Member of the Tennessee House of Representatives from Davidson County
- In office 1845–1847
- Preceded by: John Trimble Charles W. Moorman
- Succeeded by: John Bell

Personal details
- Born: 1815
- Died: 1870 (aged 54–55)
- Party: Whig
- Spouse: Elizabeth Boddie
- Children: Elijah Boddie Elliston, Lizinka (Elliston) Buford
- Parent(s): Joseph Thorpe Elliston Louisa Mullen
- Occupation: Planter, politician

= William R. Elliston =

American politician

William R. Elliston (1815–1870) was an American planter, slaveholder and politician. He served as a member of the Tennessee House of Representatives from 1845 to 1847. He owned Burlington Plantation in what is now Nashville, Tennessee. An investor in railroads and real estate, Elliston entered his horses in equestrian competitions. The former plantation property was later developed as modern-day Centennial Park, Vanderbilt University and West End Park.

==Early life==
Elliston was born in 1815. His father, Joseph Thorpe Elliston, was a silversmith and planter who served as the fourth mayor of Nashville from 1814 to 1817. The young Elliston grew up on Sixth Avenue in Downtown Nashville. In the twentieth century, the Tennessee Performing Arts Center was built on this site.

==Career==
Elliston was a member of the Whig Party. He was elected and served one term as a member of the Tennessee House of Representatives from 1845 to 1847.
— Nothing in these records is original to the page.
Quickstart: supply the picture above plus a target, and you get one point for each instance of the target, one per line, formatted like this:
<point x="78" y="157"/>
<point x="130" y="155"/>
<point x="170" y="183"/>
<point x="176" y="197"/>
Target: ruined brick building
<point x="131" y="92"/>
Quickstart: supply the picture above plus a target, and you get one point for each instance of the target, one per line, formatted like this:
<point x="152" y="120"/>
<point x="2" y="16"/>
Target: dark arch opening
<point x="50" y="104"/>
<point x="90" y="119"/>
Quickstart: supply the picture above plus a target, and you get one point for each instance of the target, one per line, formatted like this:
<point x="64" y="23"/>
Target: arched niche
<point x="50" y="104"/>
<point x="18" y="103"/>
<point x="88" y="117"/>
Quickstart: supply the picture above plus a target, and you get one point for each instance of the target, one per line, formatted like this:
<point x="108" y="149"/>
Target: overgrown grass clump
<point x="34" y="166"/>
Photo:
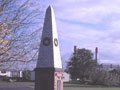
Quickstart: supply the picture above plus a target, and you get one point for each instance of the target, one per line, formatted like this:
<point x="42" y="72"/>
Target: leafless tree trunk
<point x="19" y="32"/>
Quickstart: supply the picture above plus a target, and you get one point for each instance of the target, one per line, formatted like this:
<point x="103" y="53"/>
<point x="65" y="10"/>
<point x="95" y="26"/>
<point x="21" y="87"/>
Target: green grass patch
<point x="67" y="86"/>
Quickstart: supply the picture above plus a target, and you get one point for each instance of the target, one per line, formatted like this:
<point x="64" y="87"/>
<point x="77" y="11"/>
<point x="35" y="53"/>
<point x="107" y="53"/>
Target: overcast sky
<point x="88" y="24"/>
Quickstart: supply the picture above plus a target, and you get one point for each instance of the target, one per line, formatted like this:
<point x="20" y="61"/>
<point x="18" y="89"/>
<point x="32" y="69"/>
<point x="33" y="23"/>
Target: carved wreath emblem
<point x="56" y="42"/>
<point x="46" y="41"/>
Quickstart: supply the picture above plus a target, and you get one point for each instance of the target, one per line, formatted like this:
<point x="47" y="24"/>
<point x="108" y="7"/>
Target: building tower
<point x="48" y="72"/>
<point x="96" y="54"/>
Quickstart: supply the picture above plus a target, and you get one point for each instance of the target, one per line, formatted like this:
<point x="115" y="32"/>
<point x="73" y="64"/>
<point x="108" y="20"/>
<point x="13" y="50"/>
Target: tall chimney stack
<point x="96" y="54"/>
<point x="75" y="49"/>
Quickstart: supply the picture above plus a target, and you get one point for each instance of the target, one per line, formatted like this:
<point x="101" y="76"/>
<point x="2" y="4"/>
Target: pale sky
<point x="88" y="24"/>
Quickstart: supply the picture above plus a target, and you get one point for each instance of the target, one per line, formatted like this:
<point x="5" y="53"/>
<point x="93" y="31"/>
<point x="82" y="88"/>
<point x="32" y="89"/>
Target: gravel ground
<point x="15" y="88"/>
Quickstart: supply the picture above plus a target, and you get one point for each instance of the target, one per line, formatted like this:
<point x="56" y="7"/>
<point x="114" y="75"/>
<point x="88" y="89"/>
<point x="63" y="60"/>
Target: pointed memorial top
<point x="49" y="53"/>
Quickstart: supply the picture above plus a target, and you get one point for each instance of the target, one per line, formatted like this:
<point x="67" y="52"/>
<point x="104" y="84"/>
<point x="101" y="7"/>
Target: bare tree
<point x="19" y="32"/>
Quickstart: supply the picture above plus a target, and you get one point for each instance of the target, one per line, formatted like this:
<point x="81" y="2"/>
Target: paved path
<point x="15" y="88"/>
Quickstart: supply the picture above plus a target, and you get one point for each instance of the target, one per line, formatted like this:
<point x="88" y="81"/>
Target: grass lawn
<point x="66" y="86"/>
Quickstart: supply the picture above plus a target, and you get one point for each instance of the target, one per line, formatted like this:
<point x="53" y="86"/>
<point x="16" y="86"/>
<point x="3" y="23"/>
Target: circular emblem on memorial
<point x="56" y="42"/>
<point x="46" y="41"/>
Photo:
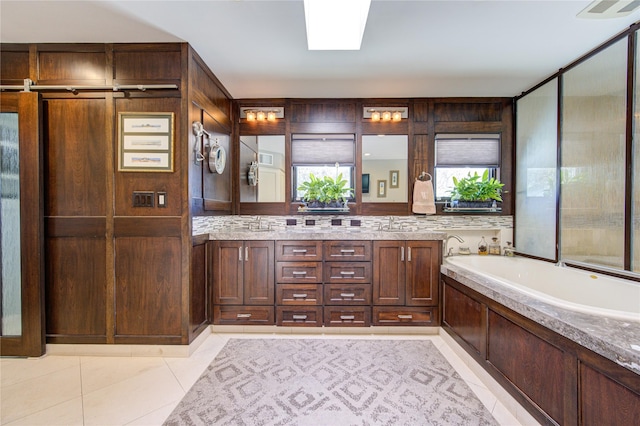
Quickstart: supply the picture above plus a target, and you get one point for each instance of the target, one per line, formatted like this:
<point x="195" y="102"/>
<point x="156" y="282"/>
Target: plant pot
<point x="474" y="204"/>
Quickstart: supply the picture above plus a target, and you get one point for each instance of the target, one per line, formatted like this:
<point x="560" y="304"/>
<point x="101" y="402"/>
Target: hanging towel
<point x="423" y="199"/>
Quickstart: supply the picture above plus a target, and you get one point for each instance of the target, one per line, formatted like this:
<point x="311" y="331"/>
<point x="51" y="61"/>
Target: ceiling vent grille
<point x="607" y="9"/>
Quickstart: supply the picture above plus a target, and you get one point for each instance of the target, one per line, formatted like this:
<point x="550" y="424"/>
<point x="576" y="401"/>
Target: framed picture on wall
<point x="145" y="141"/>
<point x="382" y="188"/>
<point x="394" y="179"/>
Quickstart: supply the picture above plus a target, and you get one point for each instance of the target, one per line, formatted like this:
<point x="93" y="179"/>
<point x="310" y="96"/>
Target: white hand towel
<point x="423" y="199"/>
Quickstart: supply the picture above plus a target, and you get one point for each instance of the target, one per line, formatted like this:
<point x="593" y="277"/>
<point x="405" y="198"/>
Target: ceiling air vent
<point x="607" y="9"/>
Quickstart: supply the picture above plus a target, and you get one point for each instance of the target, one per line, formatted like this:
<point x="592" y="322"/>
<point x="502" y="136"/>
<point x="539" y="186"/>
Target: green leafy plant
<point x="325" y="190"/>
<point x="477" y="188"/>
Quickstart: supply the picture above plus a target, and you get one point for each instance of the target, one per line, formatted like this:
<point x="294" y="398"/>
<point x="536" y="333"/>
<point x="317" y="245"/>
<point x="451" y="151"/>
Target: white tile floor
<point x="128" y="390"/>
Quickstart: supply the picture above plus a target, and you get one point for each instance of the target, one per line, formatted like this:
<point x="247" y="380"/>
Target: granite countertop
<point x="338" y="233"/>
<point x="615" y="339"/>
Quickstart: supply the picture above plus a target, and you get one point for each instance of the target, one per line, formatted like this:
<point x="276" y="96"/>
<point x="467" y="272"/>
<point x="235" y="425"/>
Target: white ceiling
<point x="427" y="48"/>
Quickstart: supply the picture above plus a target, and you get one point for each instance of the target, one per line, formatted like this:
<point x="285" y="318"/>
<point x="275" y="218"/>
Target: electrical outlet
<point x="143" y="199"/>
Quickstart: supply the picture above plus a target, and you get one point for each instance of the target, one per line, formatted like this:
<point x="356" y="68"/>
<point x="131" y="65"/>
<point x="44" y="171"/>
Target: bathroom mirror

Elliston inherited Burlington Plantation from his father in 1856. The land included 208 acres in "what is now 20th Avenue to a line covering part of Centennial Park, and from a line well within the Vanderbilt campus today to Charlotte Avenue", as well as 350 acres "along what is now Murphey Road, including the Acklen Park [West End Park] area." It ran across what is today West End Avenue.

Elliston and his wife Elizabeth arranged to build a new mansion in 1859 to replace his father's plantation house. Elliston continued to depend on slave labor to operate the plantation.

During the American Civil War of 1861–1865, the Union Army used the west wing of the Burlington mansion as a base, after it had occupied Nashville. Elliston had hid "the valuables of Nashville merchants" in his basement. After the war, Elliston was among several businessmen who called for the construction of a chapel in Lexington, Virginia, in honor of Stonewall Jackson.

Elliston invested in the Louisville and Nashville Railroad, the Nashville and Chattanooga Railroad, and the Tennessee and Pacific Railroad. He was an investor in the Richland Turnpike Company in Nashville as well as municipal bonds for the city of Memphis, Tennessee. He was also a shareholder in the Union Bank, the Commercial Insurance Company, the Old Tennessee Marine and Fire Insurance Company, and the New Tennessee Marine and Fire Insurance Company.

Elliston was a horsebreeder, and he entered his stallions in equestrian competitions such as the ones held by the Tennessee Agricultural and Mechanical Association, on whose board he served until 1870. His avocation was sport shooting; he was an officer in Nashville's Belle Meade Gun Club, and participated in many pigeon-shooting competitions. At one time he represented a rifle company in tournaments across the U.S.

==Personal life and legacy==
Elliston married Elizabeth Boddie. She was a granddaughter of his stepmother. They resided at the Burlington mansion, which they had built in 1859 to incorporate a house built by his father Joseph. Then within a 208-acre plantation, its former site is on what is today modern-day Elliston Place. Their children included a son Elijah Boddie Elliston and daughter Lizinska (see below).

Their son Elijah Boddie Elliston (1841–1879) married Leonora née Chapman (1846–1899). Among their children was William R. Elliston (1872–1909), named for his grandfather. He married Selene Harding Jackson, a daughter of General William Hicks Jackson. The younger Elliston was active in competing in trap shooting, with tournaments being held at private sporting clubs.

Their daughter Lizinska married Edward Buford, a Confederate veteran, in November 1875. They had five children, four of whom survived to adulthood, including Edward Buford III.

Elliston died in 1870. His and Harding-Jackson descendants lived in the mansion until 1932, when it was razed.